Domestic kits and wild nests have the same needs. Always watch for milk bubbles coming out of the nose which means slow down. Discard any unfinished milk after feedings. Small bellies need frequent refills! With diligence and patience, the orphaned bunnies should steadily grow and thrive.

How to Bottle Feed Orphaned Baby Rabbits

Bottle feeding orphaned baby rabbits takes patience and proper technique. Here are some tips:

  • Choose the right bottle. Use a small pet nurser bottle with a rabbit nipple. Test nipples to make sure milk drops out with light squeezing.

  • Prepare bottle carefully. Measure powdered milk replacer precisely. Mix with warm water. Test temperature.

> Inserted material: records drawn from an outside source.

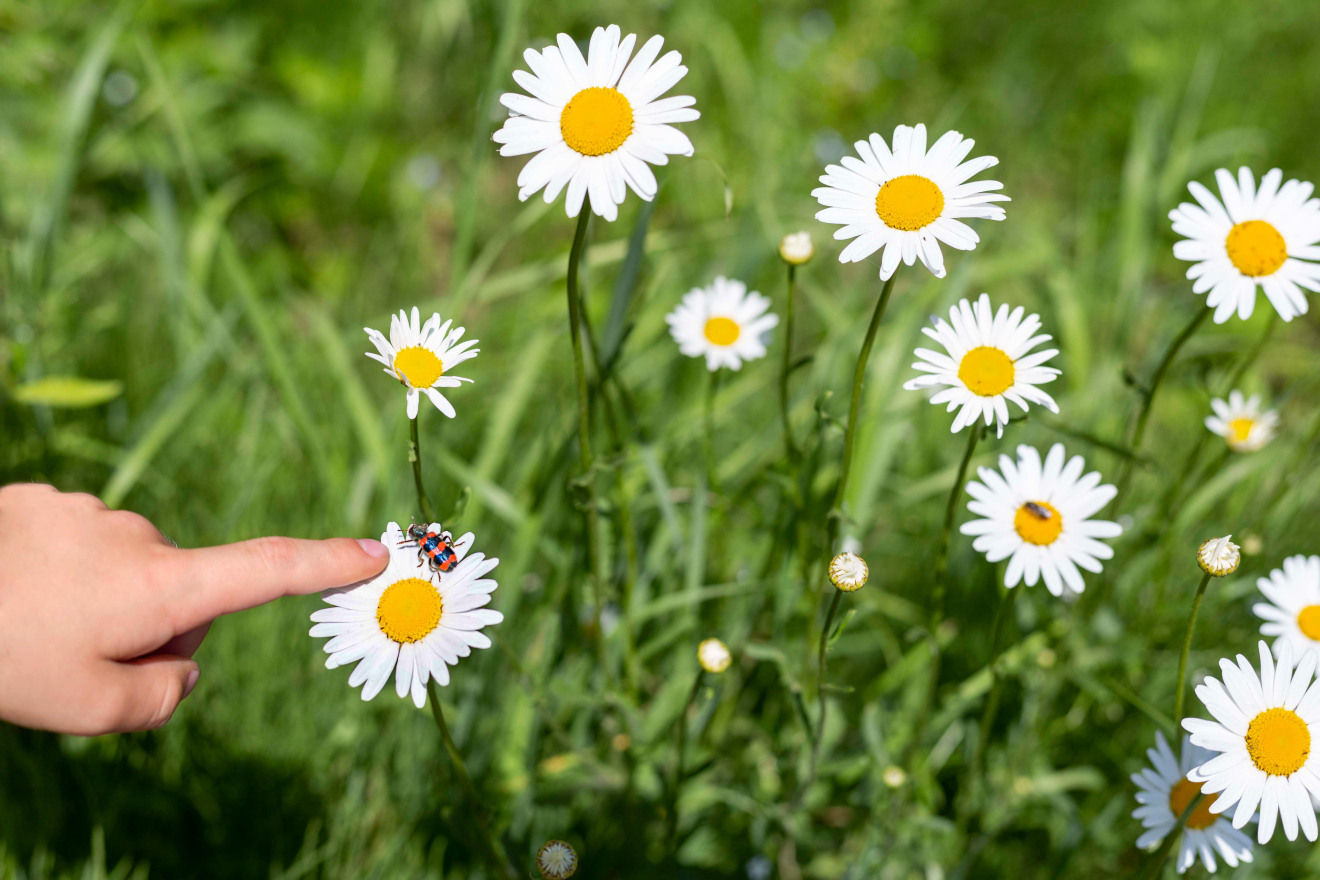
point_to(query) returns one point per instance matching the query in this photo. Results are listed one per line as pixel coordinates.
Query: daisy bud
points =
(556, 860)
(848, 571)
(796, 248)
(1219, 557)
(713, 656)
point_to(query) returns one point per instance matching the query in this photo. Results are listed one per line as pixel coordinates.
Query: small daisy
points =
(556, 860)
(724, 322)
(713, 656)
(1166, 792)
(407, 620)
(1292, 611)
(1263, 727)
(598, 123)
(1038, 516)
(908, 199)
(988, 363)
(1254, 238)
(1241, 422)
(420, 355)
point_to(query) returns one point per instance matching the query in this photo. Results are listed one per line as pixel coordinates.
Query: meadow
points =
(203, 203)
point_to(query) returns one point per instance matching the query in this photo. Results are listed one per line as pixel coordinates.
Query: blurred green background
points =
(202, 202)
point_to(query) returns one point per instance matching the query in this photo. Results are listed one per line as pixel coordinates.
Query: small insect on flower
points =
(1219, 557)
(848, 571)
(1038, 515)
(556, 860)
(713, 656)
(1254, 238)
(405, 623)
(1241, 422)
(434, 546)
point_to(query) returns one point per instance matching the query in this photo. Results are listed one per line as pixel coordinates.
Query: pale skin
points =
(100, 614)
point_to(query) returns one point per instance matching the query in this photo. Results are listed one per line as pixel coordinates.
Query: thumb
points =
(234, 577)
(144, 693)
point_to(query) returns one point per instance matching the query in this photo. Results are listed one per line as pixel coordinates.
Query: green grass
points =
(285, 173)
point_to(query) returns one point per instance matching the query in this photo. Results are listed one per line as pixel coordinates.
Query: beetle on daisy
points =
(407, 620)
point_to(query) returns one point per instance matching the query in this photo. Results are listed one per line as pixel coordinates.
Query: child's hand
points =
(100, 615)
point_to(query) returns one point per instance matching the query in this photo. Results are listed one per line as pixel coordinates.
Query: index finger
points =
(217, 581)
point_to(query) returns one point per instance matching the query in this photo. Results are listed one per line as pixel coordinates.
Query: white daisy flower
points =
(408, 620)
(1038, 516)
(1292, 608)
(988, 363)
(1241, 422)
(1263, 728)
(724, 323)
(595, 123)
(420, 355)
(1254, 238)
(908, 199)
(1164, 792)
(556, 860)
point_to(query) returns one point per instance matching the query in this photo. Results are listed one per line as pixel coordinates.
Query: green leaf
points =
(69, 392)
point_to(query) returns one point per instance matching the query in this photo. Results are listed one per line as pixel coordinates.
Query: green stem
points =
(836, 512)
(585, 461)
(680, 747)
(786, 364)
(1002, 615)
(493, 848)
(1187, 648)
(415, 457)
(1149, 395)
(820, 698)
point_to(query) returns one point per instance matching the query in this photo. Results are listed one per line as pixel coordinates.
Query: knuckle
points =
(276, 554)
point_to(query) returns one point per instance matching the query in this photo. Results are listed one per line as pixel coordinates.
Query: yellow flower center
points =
(419, 366)
(1308, 622)
(1278, 742)
(409, 610)
(1182, 794)
(722, 331)
(597, 120)
(986, 371)
(1255, 248)
(908, 202)
(1240, 429)
(1038, 523)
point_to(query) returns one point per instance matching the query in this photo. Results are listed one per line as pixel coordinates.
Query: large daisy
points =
(1038, 516)
(1164, 793)
(722, 323)
(1254, 238)
(595, 123)
(1263, 728)
(420, 356)
(907, 199)
(409, 620)
(988, 363)
(1292, 608)
(1241, 422)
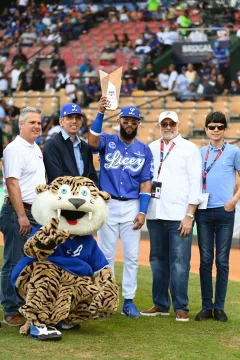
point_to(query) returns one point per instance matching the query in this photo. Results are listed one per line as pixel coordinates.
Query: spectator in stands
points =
(149, 78)
(13, 113)
(22, 5)
(191, 73)
(46, 20)
(14, 76)
(184, 22)
(19, 56)
(163, 78)
(83, 67)
(182, 83)
(215, 26)
(125, 89)
(190, 94)
(173, 74)
(221, 87)
(222, 57)
(58, 64)
(62, 79)
(38, 80)
(22, 80)
(89, 72)
(4, 49)
(107, 57)
(39, 26)
(132, 85)
(204, 70)
(211, 60)
(197, 36)
(92, 91)
(28, 37)
(235, 88)
(131, 73)
(71, 90)
(3, 84)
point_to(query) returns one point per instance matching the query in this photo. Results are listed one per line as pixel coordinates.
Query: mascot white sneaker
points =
(64, 277)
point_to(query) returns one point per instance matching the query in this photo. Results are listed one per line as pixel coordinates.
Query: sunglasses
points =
(213, 127)
(133, 122)
(166, 124)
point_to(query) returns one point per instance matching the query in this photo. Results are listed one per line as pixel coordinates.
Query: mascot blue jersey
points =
(123, 166)
(80, 256)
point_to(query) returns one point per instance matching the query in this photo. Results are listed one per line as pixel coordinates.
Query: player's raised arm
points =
(96, 128)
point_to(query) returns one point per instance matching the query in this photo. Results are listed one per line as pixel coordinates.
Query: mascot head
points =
(81, 208)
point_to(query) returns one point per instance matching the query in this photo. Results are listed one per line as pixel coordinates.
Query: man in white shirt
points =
(176, 192)
(23, 170)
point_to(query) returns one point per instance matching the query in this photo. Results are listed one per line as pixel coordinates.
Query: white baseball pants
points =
(120, 224)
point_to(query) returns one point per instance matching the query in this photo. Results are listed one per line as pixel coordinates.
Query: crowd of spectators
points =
(25, 24)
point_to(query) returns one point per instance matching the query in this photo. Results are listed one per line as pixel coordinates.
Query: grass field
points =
(138, 339)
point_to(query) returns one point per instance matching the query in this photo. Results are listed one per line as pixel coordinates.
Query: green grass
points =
(141, 339)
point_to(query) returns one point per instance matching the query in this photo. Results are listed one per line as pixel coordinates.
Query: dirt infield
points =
(234, 273)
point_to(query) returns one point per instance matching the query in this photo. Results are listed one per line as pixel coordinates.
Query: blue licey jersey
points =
(79, 256)
(123, 167)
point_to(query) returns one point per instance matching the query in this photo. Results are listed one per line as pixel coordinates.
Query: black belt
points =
(121, 199)
(7, 201)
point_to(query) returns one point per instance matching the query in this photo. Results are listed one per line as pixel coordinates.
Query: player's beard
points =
(127, 136)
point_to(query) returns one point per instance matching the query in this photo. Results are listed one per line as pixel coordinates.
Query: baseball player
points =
(125, 173)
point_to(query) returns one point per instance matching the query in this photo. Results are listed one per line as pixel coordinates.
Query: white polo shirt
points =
(181, 177)
(24, 161)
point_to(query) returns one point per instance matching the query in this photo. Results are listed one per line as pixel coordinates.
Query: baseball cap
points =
(10, 102)
(129, 111)
(70, 108)
(168, 115)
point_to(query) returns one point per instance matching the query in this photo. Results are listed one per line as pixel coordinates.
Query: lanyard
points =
(207, 169)
(161, 154)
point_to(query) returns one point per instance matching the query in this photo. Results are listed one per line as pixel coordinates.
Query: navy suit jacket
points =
(59, 159)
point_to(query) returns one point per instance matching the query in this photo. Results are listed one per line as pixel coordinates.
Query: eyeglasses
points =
(166, 124)
(213, 127)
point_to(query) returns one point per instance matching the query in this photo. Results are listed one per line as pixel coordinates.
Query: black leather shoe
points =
(204, 315)
(220, 315)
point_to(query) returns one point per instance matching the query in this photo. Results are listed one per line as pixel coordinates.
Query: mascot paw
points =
(48, 237)
(44, 333)
(64, 326)
(24, 330)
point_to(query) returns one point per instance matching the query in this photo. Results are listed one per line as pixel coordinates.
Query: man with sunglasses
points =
(176, 193)
(125, 173)
(215, 217)
(65, 154)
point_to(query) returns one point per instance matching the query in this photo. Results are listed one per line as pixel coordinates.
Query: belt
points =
(121, 199)
(7, 201)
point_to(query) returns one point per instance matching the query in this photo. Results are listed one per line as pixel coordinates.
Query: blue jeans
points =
(170, 263)
(214, 226)
(13, 252)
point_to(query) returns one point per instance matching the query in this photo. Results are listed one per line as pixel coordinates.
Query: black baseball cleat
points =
(204, 315)
(220, 315)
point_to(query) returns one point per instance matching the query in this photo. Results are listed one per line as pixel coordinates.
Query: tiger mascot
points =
(64, 277)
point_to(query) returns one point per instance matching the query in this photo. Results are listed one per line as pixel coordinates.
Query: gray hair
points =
(28, 109)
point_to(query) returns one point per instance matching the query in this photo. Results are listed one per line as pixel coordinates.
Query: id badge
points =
(204, 203)
(156, 190)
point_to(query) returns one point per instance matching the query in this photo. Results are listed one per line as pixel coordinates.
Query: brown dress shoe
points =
(154, 311)
(14, 320)
(181, 316)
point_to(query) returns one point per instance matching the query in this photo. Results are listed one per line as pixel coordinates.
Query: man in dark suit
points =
(65, 154)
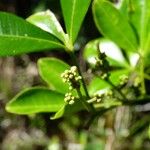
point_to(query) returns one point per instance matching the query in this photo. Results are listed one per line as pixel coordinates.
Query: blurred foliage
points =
(37, 132)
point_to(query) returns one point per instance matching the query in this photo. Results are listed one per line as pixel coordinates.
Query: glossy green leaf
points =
(48, 22)
(35, 100)
(99, 85)
(50, 70)
(112, 24)
(17, 36)
(124, 7)
(74, 12)
(109, 48)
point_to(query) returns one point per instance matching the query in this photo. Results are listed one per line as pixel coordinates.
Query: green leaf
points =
(50, 70)
(47, 21)
(97, 84)
(74, 12)
(68, 110)
(140, 18)
(109, 48)
(17, 36)
(124, 7)
(112, 24)
(35, 100)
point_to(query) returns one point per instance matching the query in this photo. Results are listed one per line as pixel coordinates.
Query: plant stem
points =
(89, 106)
(143, 90)
(83, 82)
(85, 104)
(118, 91)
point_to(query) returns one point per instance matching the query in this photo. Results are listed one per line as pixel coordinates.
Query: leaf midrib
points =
(32, 38)
(72, 19)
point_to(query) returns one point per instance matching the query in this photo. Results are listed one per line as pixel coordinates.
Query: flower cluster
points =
(123, 79)
(99, 97)
(72, 77)
(69, 98)
(103, 65)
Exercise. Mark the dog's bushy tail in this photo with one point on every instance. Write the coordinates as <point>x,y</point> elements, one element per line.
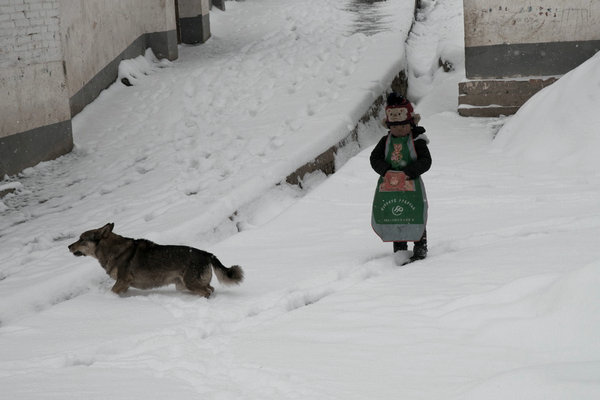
<point>233,275</point>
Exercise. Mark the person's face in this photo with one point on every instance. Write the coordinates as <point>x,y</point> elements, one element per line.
<point>400,130</point>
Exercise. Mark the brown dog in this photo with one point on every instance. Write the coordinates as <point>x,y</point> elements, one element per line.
<point>142,264</point>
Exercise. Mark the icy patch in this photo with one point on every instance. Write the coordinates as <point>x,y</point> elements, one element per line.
<point>133,71</point>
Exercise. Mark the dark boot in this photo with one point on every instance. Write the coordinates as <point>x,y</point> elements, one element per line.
<point>400,246</point>
<point>420,248</point>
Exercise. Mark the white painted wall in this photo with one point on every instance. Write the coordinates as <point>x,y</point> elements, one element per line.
<point>492,22</point>
<point>95,32</point>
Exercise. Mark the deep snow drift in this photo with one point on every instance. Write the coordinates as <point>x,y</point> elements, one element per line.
<point>506,306</point>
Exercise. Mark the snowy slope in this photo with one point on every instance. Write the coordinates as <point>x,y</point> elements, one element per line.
<point>506,306</point>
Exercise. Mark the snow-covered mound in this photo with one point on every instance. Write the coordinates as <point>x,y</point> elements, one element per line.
<point>560,125</point>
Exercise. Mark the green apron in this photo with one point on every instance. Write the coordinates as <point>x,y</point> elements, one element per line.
<point>400,205</point>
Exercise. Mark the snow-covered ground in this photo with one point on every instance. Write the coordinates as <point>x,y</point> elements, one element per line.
<point>506,306</point>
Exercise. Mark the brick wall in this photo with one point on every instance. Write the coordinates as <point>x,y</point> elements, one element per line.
<point>29,32</point>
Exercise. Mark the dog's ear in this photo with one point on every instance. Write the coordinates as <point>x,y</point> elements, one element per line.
<point>106,229</point>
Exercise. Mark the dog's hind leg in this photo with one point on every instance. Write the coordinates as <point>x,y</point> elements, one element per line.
<point>197,280</point>
<point>120,286</point>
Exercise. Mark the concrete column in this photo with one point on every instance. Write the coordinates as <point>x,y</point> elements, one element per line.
<point>194,22</point>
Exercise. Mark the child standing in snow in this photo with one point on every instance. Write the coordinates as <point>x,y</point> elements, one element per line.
<point>400,158</point>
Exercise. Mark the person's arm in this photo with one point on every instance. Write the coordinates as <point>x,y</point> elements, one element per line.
<point>423,161</point>
<point>377,158</point>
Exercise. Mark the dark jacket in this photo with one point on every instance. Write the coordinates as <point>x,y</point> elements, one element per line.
<point>415,168</point>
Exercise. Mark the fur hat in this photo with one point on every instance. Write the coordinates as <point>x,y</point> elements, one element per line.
<point>399,111</point>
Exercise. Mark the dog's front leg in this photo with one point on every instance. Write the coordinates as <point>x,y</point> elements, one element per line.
<point>120,286</point>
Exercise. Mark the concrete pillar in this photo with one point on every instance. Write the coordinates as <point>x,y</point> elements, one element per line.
<point>194,21</point>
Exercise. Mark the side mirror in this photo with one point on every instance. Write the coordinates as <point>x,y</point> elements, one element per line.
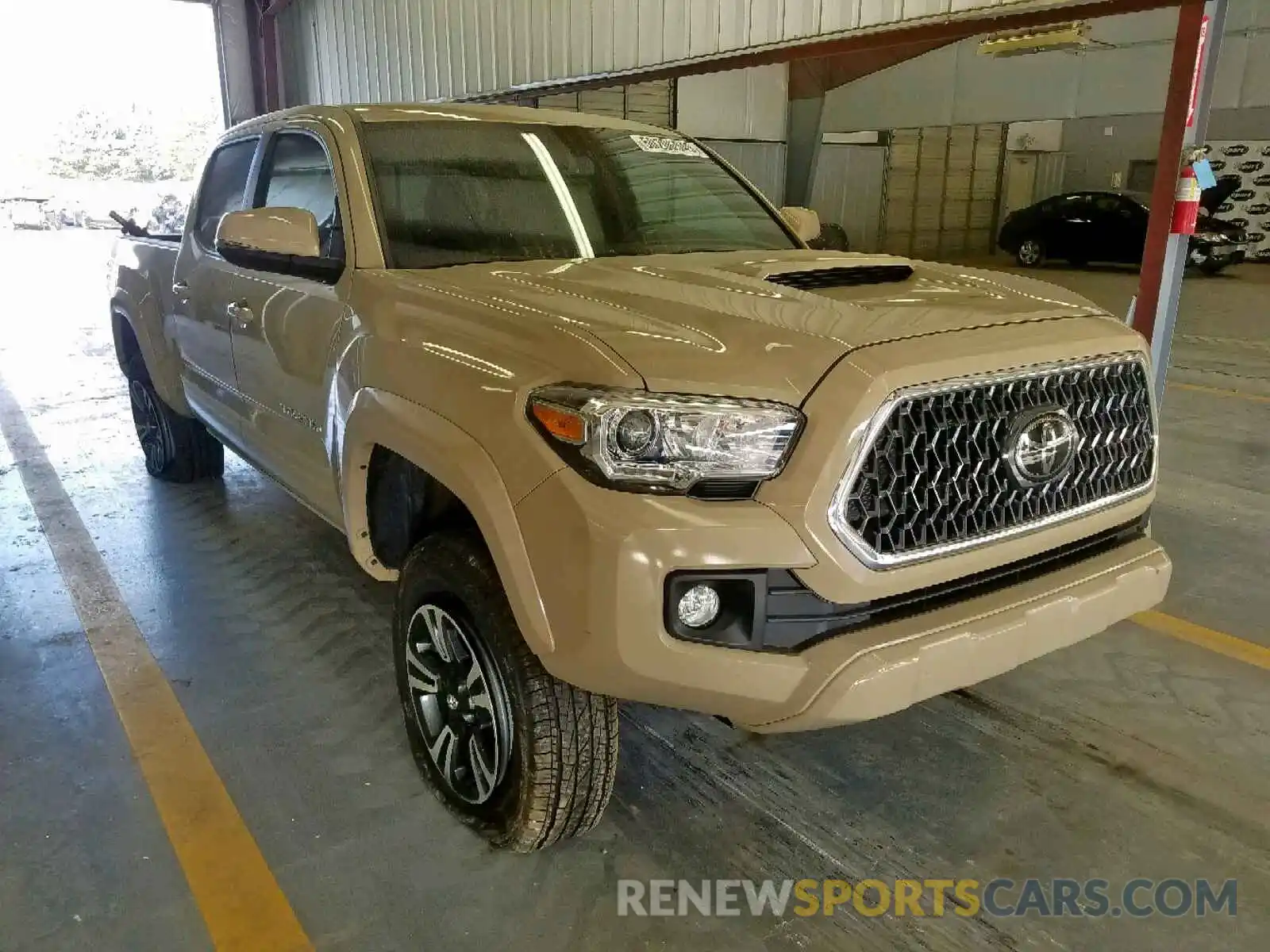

  • Gently insert nipple into the side of the kit's mouth. Never forcefully squirt milk in.

  • Tilt bottle at 45 degree angle to let milk slowly drip out. Gravity helps prevent inhalation of milk.

  • Feed 2-5mL per 100g body weight. So a 100g kit gets 2-5mL each feeding.

  • Let kits swallow at their own pace. Watch for milk bubbles from the nose indicating too fast.

  • Be extremely patient. Feeding can take 30+ minutes each time. Expect messiness and dribbles.

  • Alternate which side of mouth nipple is inserted to prevent sores.

  • After feeding, gently massage kit's abdomen and bottom with warm cloth to stimulate digestion and elimination.

  • Discard any unfinished milk. Thoroughly clean bottles after each use.

With practice and patience, you can successfully bottle feed orphaned kits the nutrients they desperately need. Get guidance from your veterinarian or an experienced rabbit breeder on technique. With proper feeding and care, the babies should grow rapidly and thrive.


In summary, baby rabbits absolutely require milk but cow's milk is not adequate nutrition. While goat milk can work temporarily, the best options are mother rabbit's milk, rabbit milk replacer formula, or homemade rabbit milk substitutes in emergencies only. Orphaned wild and domestic kits need very frequent bottle feedings and diligent care to survive. With proper nutrition and technique, even newborns can be successfully hand raised. Patience and commitment to round-the-clock feedings is essential when undertaking the responsibility of caring for baby bunnies.